C'est mon frère qui les possède au mileu de centaines d'autres; c'est toujours avec l'émotion d'adolescent que, lorsque je descends dans la "Grotte", je regarde cette "nez de requin" (la ligne Ferrari du moment [2]) et me souviens de cette passerelle.

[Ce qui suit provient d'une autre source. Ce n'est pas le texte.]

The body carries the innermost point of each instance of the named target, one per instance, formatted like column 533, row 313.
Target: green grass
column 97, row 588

Quant à la "grosse" Talbot T26 et la Ferrari 500 F2 Dinky Toy, chaussées de leurs gros pneus caoutchouc (les mêmes que sur les camions Dinky) elles trônent avec les "jouets" car trop éloignées des maquettes.
[1] Lotus 19 et non 21 (celle de Monza)
[2] c.f. les courses d'endurance 1961 et les Ferrari prototypes. Les 24 heures du Mans où les "nez de requin" (mais pourquoi ce nom ?) dévorèrent Maserati et Porsche.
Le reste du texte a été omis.